Everyone loves a Silicon Valley success story. Why, then, do media businesses in the UK have such a tough time getting the support they need to grow?
Despite the huge opportunities in media, it remains a risky business for financiers, and it’s no secret that while the amount of online content is booming, the people who publish it are struggling. Unsurprisingly, the problem isn’t creating quality content; it’s getting readers to pay for it.
Thanks partly to the proliferation of ‘click bait’ and our growing ability to turn a blind eye to ads, ‘per-click’ revenue isn’t worth what it used to be. Prash Naidu, CEO and founder of marketing agency Rezonence, explains: “Advertisers see it like this – publishers are selling them a big bag of apples, but only one apple in that bag is good; the rest are rotten. A user might land on a page, but it doesn’t mean that they’re paying attention, or even sticking around past the fold.”
Research by video advertisers Teads also found that increased downloads of ad blockers could have a £14bn impact on online advertising revenues this year alone. That’s without taking into account Apple’s revelation recently that the upcoming iOS9 will support ad-blocking add-ons officially for the first time.
It doesn’t help that some of the biggest names in publishing have struggled to make the switch to online profitable. “Publishers are generally seen as distressed assets,” says Prash. “Newsrooms have halved since the 1990s and traditional publishers are making a fraction of the revenues they made in print. Unless things change, the writing’s on the wall.”
The big funding question
Although the sector may seem to be in disarray, where there is chaos, there is opportunity. From fledgling platforms to new advertising models, new media firms are rising to the challenge, creating innovative ways to profit from online publishing and help the sector shrug off its ‘distressed asset’ label. Yet even these innovative young firms can struggle to find start up and growth funding through traditional channels.
Dale Lovell co-founded Content Amp in 2010. Last year, Content Amp merged with Adyoulike to create a native advertising firm turning over £10m a year; a figure set to double in 2015. With its low impact on user experience and high engagement rate, native advertising is becoming an increasingly popular form of online ad revenue. It’s at the core of several successful online media business models, such as Buzzfeed and Huffington Post.
“When we started Content Amp in 2010, we basically bootstrapped it,” Dale explains. “We set up at the height of the recession, so access to funding was obviously going to be difficult.

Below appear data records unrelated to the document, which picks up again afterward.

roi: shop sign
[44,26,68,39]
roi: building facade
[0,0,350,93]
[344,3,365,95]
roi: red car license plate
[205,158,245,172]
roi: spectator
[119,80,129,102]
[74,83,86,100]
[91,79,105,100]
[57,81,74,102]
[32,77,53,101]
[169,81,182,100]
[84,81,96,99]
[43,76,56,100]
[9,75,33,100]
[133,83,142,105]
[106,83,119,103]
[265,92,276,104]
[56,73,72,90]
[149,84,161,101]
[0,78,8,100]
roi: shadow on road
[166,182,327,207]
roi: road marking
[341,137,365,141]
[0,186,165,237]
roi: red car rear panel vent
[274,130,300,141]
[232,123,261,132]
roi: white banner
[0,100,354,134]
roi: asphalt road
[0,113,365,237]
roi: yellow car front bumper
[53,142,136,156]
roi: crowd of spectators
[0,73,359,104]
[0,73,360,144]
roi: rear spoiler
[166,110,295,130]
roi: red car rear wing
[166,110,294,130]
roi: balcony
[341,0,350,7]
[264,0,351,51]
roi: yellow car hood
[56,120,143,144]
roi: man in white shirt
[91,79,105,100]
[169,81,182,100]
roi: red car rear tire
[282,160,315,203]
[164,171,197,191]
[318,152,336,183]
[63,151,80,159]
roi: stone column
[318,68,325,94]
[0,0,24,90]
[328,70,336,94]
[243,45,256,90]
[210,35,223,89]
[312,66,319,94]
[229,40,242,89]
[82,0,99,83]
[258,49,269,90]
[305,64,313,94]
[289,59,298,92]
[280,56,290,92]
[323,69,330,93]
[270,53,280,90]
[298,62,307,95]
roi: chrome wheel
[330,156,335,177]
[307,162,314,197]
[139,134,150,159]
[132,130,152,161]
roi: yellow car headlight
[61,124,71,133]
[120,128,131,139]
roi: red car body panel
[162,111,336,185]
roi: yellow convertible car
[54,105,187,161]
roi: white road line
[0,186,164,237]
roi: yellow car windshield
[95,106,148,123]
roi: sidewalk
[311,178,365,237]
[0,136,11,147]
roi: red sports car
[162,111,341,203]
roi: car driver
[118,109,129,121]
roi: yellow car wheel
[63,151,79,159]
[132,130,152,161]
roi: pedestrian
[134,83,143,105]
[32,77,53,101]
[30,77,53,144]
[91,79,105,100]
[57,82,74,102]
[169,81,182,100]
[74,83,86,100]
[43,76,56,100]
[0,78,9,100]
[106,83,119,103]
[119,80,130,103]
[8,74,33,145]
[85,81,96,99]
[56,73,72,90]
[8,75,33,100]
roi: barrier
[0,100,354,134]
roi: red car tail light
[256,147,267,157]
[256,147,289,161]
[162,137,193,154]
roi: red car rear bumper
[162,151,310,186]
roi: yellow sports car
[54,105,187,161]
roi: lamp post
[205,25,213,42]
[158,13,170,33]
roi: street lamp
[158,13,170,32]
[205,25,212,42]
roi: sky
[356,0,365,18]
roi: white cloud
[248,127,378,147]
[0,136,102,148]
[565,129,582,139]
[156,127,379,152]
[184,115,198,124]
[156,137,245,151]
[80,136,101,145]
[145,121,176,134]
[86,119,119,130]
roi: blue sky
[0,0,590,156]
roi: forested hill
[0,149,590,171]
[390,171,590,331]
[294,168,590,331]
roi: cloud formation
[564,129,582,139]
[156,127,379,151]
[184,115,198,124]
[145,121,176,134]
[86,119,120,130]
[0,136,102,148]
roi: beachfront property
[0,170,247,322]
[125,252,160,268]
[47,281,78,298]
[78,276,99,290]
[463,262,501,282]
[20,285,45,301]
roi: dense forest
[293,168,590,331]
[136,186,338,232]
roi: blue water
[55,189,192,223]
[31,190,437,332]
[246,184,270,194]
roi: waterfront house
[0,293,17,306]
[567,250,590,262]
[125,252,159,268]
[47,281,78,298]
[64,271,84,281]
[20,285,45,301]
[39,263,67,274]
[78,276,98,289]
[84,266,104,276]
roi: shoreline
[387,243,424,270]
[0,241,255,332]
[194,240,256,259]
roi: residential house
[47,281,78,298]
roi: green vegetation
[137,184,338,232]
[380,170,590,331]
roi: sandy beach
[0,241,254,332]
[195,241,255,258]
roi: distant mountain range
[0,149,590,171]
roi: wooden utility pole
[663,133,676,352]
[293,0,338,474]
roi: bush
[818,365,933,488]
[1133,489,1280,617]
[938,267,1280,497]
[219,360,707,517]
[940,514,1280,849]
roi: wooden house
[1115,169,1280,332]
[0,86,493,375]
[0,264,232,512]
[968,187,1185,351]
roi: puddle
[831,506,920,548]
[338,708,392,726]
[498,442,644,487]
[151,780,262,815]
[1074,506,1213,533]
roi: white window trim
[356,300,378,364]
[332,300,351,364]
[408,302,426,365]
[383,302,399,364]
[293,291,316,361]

After a year or two we secured a small overdraft but all of our growth came from money we made. Could we have grown quicker with access to funding? Absolutely.”
Similarly, when Prash and the team at Rezonence created FreeWall – a free access alternative to paywall whereby users pay with brand engagement rather than cash – securing funding was far from simple.
“Getting funding for us was difficult, but not impossible. We had fairly low costs and a small, manageable business model. We then got onto BBC Labs, so could benefit from free office space. Otherwise, we pretty much operated on a shoestring. Gradually we built up a few clients here and there, until we could show investors that our business had legs.”
With the FreeWall model, Prash hopes that online media firms will be able to show investors that they, too, have legs, and can build a stronger business model with real advertising revenue potential. However, with more and more alternatives like FreeWall and native springing up, gauging which company is creating the next big thing and who will fall by the wayside can be a difficult call for financiers.
Naren Patel, CEO of Primesight, explains: “The problem is that there’s often a lot of chat about the next new thing, but it’s difficult to know what will have staying power. Over the last few years in the out-of-home sector, we’ve had QR codes, beacons, we even had a digital billboard with Lucozade that synchronised with car radio adverts. All of these ideas have been successful, but it’s hard to know for how long. It makes fundraising difficult for creators of these new formats, no matter how great the idea is.”
Access to bank funding has often be hampered by a lack of understanding of the sector, not just in terms of trends but also business models and profitability.
“It can be difficult for banks and investors to understand how money is made in digital media; it can be quite abstract,” says Dale. “Over the next few years, I think financiers will start to understand the space a lot more. I think you’ll see good banks doing everything they can to learn about the opportunities in media and publishing, and how they can better support the sector.”
Royal Bank of Scotland is one bank who wants to support game-changing media businesses. Mark Middleton, corporate director, technology, media and service, explains: “We recognise that the media landscape is constantly changing and see just how important it is to innovate and identify new opportunities.
“At RBS, we have formed a specialist media team to work closely with companies in the media and tech sectors to understand their needs and tailor appropriate funding solutions. In order to achieve further growth and success, many companies require support with access to funding and it is here that we can support this sector.
“The forthcoming roundtable discussion will provide a great platform from which to understand the media and tech industry in much better detail – hearing from some key industry players about the things that really matter to them.”